American, (July 16, 1877–1963)
An Iowa born artist, Everett Warner (1877-1963) was raised in Washington D. C. where he studied at the Corcoran Art School while still in high school. After a stint as an art critic for a D. C. newspaper, Warner attended the Art Student's League in New York City and later the Academie Julian in Paris where he met many Pittsburgh artists studying there. During World War I, Warner designed ship camouflage for the Navy and later he served as a civilian consultant to the armed forces during World War II.
Through his early exposure to the leading American post impressionist painter , Childe Hassam, in Old Lyme, Connecticut, Warner developed a love of impressionist color and brushwork.

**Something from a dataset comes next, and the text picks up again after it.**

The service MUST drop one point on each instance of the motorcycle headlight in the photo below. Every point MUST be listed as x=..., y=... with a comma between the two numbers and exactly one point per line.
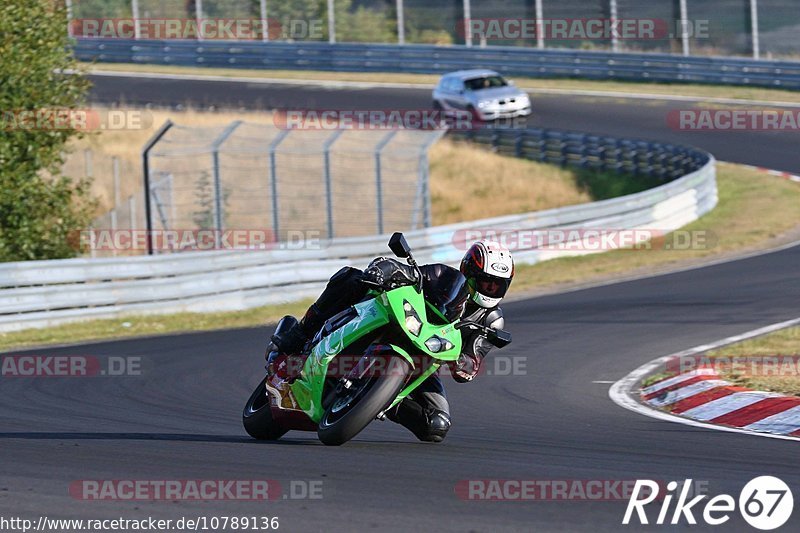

He became immediately successful as both an oil painter and watercolorist and was elected as a National Academician at the National Academy of Design in New York in 1937.
Warner came to Pittsburgh in 1924 to teach at the Carnegie Institute (now Carnegie Mellon University). His realistic yet impressionistic scenes of Pittsburgh nonetheless tended to downplay the city's industrial soot and smoke. His use of brilliant color and love of bright light is demonstrated in his painting, Panther Hollow. Shown in the winter surrounded by snow, the city seems to shine in the reflected colors of blue, lavender and gold used by the artist.